Consejos para comprar materiales de oficina

Suministros de oficina: papel, tóner, bolígrafos, carpetas, etc. – son uno de los pocos gastos en los que casi todas las organizaciones incurren. No importa si usted es una organización sin fines de lucro, con fines de lucro, del sector público, grande o pequeña – lo más probable es que necesite comprar suministros para apoyar sus operaciones.

Esta necesidad tan extendida y común ha dado como resultado que no haya escasez de fuentes para este tipo de suministros. Puedes encontrar un removedor de grapas en casi todas las tiendas de la esquina, sin importar las grandes cadenas de venta al por menor. Para las necesidades típicas de la oficina, cualquier número de proveedores comerciales, grandes o pequeños, le entregarán directamente a su escritorio.

Y ciertamente sería difícil encontrar un programa de compras en grupo sin algún tipo de oferta de material de oficina. Los suministros de oficina son una simple necesidad de funcionamiento de casi cualquier organización y hay un montón de proveedores que están dispuestos a satisfacer esa necesidad.

Sin embargo, argumentaríamos que la selección de la mejor fuente de suministro y la decisión de cómo comprar estos productos no es tan simple como parece. Dada la cantidad de dinero gastado en estos suministros – los cálculos oscilan entre 300 y 1.200 dólares por empleado al año – se podría considerar prestar un poco más de atención a esta área de gasto aparentemente inocua.

Con ese fin, aquí hay algunos puntos a considerar cuando esté ponderando sus presupuestos de gastos. Esperamos que algunos de estos consejos le ayuden a ahorrar un valioso espacio en su presupuesto… ¡y quizás le hagan pensar más estratégicamente en los suministros de oficina!

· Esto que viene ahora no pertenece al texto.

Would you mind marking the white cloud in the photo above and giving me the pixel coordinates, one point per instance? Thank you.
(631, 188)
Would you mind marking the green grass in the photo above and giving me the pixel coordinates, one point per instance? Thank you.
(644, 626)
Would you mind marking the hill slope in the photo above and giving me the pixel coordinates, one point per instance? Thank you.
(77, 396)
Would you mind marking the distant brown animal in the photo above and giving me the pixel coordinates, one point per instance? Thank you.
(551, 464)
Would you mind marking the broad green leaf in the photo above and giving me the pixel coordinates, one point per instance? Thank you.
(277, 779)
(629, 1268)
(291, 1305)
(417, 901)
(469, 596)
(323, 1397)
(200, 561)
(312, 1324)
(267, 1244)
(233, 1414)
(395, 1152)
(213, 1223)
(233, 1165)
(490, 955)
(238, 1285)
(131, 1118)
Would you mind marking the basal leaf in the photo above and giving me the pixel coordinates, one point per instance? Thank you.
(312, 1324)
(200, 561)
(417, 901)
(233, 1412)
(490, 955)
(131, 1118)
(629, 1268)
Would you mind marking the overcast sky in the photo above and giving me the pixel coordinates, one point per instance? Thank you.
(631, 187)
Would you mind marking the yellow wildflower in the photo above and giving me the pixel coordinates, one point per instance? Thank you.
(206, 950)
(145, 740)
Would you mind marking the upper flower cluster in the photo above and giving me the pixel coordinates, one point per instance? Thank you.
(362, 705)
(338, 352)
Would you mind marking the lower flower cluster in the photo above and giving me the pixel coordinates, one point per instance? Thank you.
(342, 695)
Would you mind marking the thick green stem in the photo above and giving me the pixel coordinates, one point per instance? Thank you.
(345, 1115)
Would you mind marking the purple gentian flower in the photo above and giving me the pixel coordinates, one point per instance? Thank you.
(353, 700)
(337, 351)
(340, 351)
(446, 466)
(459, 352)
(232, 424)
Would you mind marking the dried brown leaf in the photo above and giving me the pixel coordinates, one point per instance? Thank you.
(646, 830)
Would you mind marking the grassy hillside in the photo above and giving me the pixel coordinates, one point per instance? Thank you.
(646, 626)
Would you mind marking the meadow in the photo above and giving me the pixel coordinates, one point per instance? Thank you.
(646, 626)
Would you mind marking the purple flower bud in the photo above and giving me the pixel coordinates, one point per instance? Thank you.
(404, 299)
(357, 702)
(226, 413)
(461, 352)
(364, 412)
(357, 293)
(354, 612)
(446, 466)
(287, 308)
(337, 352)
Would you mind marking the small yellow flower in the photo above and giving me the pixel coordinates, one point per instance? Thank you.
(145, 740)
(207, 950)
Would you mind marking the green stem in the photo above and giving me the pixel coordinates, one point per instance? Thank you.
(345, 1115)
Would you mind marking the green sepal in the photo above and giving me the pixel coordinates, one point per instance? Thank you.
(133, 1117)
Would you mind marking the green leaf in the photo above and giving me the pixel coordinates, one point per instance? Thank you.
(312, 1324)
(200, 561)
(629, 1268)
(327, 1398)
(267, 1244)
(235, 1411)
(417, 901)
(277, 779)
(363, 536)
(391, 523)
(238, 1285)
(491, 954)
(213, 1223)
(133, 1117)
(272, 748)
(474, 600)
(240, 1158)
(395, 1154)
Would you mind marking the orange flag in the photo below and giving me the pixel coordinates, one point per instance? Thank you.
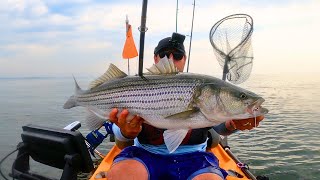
(129, 49)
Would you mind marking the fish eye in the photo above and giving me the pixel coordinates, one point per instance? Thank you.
(243, 96)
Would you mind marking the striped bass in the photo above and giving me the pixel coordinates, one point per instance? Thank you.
(167, 100)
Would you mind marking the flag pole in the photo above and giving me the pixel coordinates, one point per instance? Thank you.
(127, 29)
(142, 29)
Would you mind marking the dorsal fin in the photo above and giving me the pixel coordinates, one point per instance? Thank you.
(112, 73)
(164, 66)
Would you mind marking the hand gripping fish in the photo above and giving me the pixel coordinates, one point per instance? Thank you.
(167, 99)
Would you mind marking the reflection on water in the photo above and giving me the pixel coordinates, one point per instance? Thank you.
(285, 146)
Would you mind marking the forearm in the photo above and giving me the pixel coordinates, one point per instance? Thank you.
(121, 141)
(223, 130)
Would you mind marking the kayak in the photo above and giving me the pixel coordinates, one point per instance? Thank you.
(227, 161)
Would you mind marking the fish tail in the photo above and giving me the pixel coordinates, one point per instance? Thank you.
(72, 100)
(77, 87)
(70, 103)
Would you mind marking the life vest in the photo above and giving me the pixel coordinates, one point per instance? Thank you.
(154, 136)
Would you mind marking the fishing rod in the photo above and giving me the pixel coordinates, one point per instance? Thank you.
(142, 30)
(127, 29)
(177, 16)
(194, 4)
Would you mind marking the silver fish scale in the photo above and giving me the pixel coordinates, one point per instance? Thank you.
(155, 95)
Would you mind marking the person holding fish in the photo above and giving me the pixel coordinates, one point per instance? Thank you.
(172, 154)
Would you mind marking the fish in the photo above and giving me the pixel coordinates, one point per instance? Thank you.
(166, 99)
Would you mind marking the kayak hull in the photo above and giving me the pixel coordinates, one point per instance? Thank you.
(226, 161)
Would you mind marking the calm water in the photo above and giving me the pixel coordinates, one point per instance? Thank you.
(285, 146)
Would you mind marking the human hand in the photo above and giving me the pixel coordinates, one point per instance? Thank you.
(247, 124)
(129, 128)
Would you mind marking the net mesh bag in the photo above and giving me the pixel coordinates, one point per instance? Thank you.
(231, 41)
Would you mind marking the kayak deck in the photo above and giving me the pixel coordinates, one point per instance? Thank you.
(225, 161)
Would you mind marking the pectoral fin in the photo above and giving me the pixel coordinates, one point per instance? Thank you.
(173, 138)
(95, 118)
(184, 115)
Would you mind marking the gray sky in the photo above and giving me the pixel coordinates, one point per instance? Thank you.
(82, 37)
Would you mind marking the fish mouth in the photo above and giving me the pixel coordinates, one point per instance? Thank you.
(256, 109)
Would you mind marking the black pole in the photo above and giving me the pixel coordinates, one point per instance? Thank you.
(142, 29)
(194, 4)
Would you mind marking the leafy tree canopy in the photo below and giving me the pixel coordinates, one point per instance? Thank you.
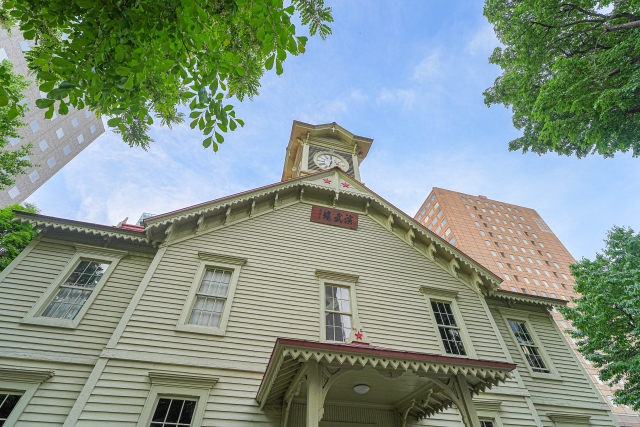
(606, 317)
(139, 60)
(12, 85)
(570, 73)
(14, 236)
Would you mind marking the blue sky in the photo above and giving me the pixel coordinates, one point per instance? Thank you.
(408, 74)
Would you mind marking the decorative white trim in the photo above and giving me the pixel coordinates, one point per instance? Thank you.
(438, 292)
(34, 315)
(164, 378)
(449, 297)
(569, 419)
(177, 385)
(226, 259)
(183, 324)
(333, 275)
(23, 381)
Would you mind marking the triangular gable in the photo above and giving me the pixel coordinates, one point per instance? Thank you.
(329, 188)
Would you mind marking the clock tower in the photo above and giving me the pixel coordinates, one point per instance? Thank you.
(314, 148)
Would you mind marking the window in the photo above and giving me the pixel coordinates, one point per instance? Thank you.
(337, 313)
(35, 126)
(528, 347)
(68, 298)
(211, 298)
(75, 291)
(8, 401)
(173, 413)
(176, 399)
(448, 328)
(14, 192)
(211, 294)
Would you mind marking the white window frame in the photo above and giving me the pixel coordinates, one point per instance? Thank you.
(83, 253)
(177, 386)
(211, 261)
(448, 297)
(523, 316)
(25, 381)
(329, 278)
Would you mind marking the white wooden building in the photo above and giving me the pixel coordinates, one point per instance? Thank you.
(309, 302)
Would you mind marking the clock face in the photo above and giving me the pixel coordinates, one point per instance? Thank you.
(329, 160)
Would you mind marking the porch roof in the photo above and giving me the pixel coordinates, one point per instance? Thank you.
(290, 355)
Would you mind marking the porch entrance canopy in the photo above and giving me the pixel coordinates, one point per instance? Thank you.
(415, 385)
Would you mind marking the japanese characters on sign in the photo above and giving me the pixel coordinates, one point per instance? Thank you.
(332, 216)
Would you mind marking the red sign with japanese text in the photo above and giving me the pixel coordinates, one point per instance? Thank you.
(332, 216)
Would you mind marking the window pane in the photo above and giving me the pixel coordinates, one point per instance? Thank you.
(7, 403)
(173, 413)
(207, 311)
(67, 303)
(215, 282)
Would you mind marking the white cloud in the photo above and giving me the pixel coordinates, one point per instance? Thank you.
(429, 67)
(404, 97)
(483, 41)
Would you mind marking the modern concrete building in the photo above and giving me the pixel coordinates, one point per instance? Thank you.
(311, 302)
(516, 244)
(55, 142)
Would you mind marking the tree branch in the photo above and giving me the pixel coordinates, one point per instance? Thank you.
(625, 26)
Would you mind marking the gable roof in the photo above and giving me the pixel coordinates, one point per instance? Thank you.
(337, 179)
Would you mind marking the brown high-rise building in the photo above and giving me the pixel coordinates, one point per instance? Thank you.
(516, 244)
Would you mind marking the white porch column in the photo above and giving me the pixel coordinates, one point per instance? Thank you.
(314, 394)
(467, 408)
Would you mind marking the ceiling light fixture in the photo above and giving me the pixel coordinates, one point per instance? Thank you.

Sepa en qué se está gastando su dinero

Parece obvio, ¿verdad? La realidad es que las organizaciones a menudo se sorprenden al descubrir lo poco que saben acerca de dónde se asigna su presupuesto de suministros de oficina. Esto implica saber dónde se está gastando el dinero, y suele ser una combinación de muchas fuentes: tiendas minoristas, en línea, proveedores comerciales y gastos personales. Una rápida revisión de sus registros de cuentas por pagar debería darle una mejor idea de qué fuentes representan una parte significativa de su gasto total en suministros de oficina.

Recomendamos el uso de un socio de suministros de oficina establecido y orientado al servicio. Una empresa de renombre ofrecerá una amplia selección de productos, herramientas de compra en línea, plazos de entrega cortos, capacidad de informe y gestión de cuentas para apoyar todas sus necesidades, manteniendo al mismo tiempo los costos manejables.

Entienda lo que está comprando

Esto empieza por tener claro lo que consideras que está incluido en el “material de oficina”. Muchas organizaciones incluyen la limpieza básica de la oficina, la cocina y otros productos de limpieza en el presupuesto de suministros de oficina, y los proveedores se han apresurado a incluir esas líneas de productos en su discurso de venta. La mayoría de las veces, los suministros de oficina incluyen artículos consumibles muy usados como papel, tóner/tinta, bolígrafos, lápices, grapas y carpetas.

También suele incluir equipo y accesorios de oficina comunes, como papeleras, grapadoras, contenedores y aparatos de tecnología sencilla. Algunas organizaciones incluso incluyen artículos raramente comprados pero de gran valor, como muebles de oficina, estanterías y productos informáticos más caros como teclados y monitores.

Comprender la naturaleza de lo que compras te ayudará a pensar en la mejor manera de enfocar la compra de estos diferentes tipos de artículos. Por ejemplo Selfpaper vender algunos artículos de uso común y considere la posibilidad de probar productos genéricos/sin marca que a menudo tienen una calidad similar a un precio mucho más bajo. Trabajar con su proveedor para obtener una cotización para una compra única de alto costo podría ser el mejor enfoque para necesidades más ocasionales como muebles de oficina, materiales impresos o tecnología, en lugar de comprar simplemente de un catálogo.